The fact that Hamlin, the miracle of his recovery and return to good health already assured, has not only returned to the Bills but played in Buffalo's Week 4 game with Miami has likely helped the NFL. It's easier to pretend that it was just one bad moment when the player at the center of it is able to play again.

It's unclear whether Hamlin will be active for Sunday night's game.

For his part, Hamlin told the New York Post this week that he doesn't know how he'll feel Sunday when he is back at Paycor Stadium, on the field where his life was irrevocably changed.

“I don’t know what to expect," Hamlin said. “All I know is I’m walking in with courage, I’m walking in with strength and I’m walking in with my brothers. I’m walking in with my mom, my dad, my family. And I’m walking into, you know, an environment of people that supported me the entire time."

For as much as the NFL and NBC would likely rather lightly trumpet his return to the scene of his heart stoppage as a past event, what happened to Hamlin, even as he was given clearance to return by doctors and has been practicing, is still never far from his teammates' minds.

The memories and fear all came raging back last month, when Bills running back Damien Harris rushed for a first down against the Giants and then fell to the ground because of a neck injury. As Harris lay motionless and flat on his back, the ambulance called for the 26-year-old, left tackle Dion Dawkins checked to make sure he was breathing.

A few months earlier, Bills players couldn't tell if Hamlin was breathing.

Damar Hamlin's cardiac arrest occurred 10 months ago on the same field where the Bills will play Sunday night. (Photo by Michael Allio/Icon Sportswire via Getty Images)
Damar Hamlin's cardiac arrest occurred 10 months ago on the same field where the Bills will play Sunday night. (Photo by Michael Allio/Icon Sportswire via Getty Images)

“Imagine if he can’t hold his son,” Dawkins told The Athletic, thinking of Harris and his wife, who are expecting their first child. "Off of one play? That's scary, man."

“Especially after last year, anytime the ambulance has to come on the field, it brings PTSD. It’s hard. It’s really hard, man," Dawkins said. "I hate to say it like this, but before every game starts in this league, you have to hug your loved ones just a little bit closer. You really never know.”

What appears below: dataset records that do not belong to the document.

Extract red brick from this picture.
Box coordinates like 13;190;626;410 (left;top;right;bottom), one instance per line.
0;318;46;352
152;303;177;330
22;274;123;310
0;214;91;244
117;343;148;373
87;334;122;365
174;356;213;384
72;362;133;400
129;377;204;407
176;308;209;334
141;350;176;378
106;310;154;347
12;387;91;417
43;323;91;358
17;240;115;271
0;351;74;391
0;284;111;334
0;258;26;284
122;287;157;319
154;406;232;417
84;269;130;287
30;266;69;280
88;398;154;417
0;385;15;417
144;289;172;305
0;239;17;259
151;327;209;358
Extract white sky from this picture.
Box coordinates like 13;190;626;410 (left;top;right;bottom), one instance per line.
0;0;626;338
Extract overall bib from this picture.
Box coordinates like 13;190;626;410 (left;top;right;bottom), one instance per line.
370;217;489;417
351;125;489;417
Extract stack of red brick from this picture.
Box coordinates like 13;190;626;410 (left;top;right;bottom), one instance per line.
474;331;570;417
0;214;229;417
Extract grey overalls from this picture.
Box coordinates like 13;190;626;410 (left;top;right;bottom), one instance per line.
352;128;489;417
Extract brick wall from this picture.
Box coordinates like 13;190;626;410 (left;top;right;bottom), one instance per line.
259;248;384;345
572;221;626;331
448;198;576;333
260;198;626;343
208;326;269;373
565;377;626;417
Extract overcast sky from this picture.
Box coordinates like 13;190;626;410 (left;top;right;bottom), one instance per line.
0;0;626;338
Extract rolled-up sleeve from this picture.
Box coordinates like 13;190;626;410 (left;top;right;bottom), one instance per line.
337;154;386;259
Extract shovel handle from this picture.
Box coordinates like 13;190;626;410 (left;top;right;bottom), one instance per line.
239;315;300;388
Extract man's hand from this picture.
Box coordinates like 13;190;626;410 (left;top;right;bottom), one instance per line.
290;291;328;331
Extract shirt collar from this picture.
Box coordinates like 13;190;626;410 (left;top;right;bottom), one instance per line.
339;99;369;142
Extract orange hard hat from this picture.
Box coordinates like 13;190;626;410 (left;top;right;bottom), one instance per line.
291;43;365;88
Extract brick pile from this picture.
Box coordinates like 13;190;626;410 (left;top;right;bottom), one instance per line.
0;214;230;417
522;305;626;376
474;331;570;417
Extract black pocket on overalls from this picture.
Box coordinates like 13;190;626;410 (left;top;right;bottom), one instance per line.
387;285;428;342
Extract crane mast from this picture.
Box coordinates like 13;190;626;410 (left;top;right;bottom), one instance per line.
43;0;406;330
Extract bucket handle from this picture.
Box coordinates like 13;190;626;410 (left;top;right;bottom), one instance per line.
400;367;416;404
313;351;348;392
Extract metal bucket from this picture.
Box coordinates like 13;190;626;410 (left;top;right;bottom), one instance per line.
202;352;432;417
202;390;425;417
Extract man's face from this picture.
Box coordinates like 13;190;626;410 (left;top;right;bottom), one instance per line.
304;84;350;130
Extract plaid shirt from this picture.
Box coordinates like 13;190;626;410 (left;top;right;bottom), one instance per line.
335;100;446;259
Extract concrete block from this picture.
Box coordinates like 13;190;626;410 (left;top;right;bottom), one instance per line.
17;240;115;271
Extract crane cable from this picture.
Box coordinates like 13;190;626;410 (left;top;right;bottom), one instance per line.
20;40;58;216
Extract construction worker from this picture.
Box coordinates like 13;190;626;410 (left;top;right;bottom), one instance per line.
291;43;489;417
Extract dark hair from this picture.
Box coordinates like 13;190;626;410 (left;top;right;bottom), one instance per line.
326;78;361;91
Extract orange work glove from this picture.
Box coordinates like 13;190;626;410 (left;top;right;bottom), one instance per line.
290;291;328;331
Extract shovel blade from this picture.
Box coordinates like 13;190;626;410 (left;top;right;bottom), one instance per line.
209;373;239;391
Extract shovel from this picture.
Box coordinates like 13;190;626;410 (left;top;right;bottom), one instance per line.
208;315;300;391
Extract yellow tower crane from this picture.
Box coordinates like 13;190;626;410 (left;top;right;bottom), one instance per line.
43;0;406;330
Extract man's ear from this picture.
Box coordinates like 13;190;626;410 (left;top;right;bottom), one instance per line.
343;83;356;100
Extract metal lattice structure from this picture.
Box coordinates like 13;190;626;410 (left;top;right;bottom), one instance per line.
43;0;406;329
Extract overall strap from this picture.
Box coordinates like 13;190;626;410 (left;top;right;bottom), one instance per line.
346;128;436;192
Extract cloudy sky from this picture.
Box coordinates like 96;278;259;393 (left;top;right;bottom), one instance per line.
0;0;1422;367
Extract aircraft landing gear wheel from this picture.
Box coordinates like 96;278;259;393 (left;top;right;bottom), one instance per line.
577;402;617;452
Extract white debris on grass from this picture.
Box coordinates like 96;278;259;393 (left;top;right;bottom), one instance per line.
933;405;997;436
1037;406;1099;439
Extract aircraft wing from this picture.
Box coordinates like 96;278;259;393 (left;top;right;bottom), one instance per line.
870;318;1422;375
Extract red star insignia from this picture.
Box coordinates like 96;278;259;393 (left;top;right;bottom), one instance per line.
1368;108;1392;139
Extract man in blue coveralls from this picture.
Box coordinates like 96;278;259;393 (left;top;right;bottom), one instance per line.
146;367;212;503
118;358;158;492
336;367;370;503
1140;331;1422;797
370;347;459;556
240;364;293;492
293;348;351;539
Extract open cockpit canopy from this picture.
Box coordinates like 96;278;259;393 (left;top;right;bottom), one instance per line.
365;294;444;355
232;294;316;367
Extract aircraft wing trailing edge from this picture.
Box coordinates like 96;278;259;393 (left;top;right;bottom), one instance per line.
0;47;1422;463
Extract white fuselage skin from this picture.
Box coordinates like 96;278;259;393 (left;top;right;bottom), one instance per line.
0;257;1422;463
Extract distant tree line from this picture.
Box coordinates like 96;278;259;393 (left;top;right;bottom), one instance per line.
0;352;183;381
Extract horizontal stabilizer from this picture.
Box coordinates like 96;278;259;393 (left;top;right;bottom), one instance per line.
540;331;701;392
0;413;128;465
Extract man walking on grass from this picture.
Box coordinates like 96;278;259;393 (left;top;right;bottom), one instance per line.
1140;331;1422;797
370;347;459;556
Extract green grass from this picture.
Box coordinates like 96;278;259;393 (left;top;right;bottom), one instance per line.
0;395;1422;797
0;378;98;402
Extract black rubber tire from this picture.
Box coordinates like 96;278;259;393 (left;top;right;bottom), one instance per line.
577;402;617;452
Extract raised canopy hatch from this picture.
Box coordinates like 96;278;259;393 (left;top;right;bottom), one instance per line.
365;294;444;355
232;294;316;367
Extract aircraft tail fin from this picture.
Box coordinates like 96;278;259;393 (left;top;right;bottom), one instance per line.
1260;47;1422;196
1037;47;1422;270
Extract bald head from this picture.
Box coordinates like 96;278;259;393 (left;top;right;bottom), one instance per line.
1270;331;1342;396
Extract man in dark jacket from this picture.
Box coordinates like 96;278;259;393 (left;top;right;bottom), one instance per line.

The scare with Harris was paralyzation, something else Buffalo fans are morbidly familiar with. In the 2007 season opener, Bills tight end Kevin Everett was paralyzed on kickoff return coverage. He has since regained the ability to walk.

As Harris was strapped onto a backboard, he gave a thumbs up, the sign that he wasn't paralyzed. It didn't necessarily mean that he was OK. He spent the night in the hospital, is on injured reserve and may not return this season, and since he was on a one-year contract, there's a chance he may never play again depending on the injury and given how the league sees running backs in particular as a dime a dozen.

Since what happened to Harris isn't as rare as what happened to Hamlin — though nonetheless upsetting to many and potentially devastating to the player — once he was loaded into the ambulance and it drove off, the game started up again, a fact that was not lost on defensive end A.J. Epenesa.

“In Damar’s situation, the game did stop," he said. "But other than that, the game doesn’t stop for anybody. The next play is coming."

In other words, nothing has really changed.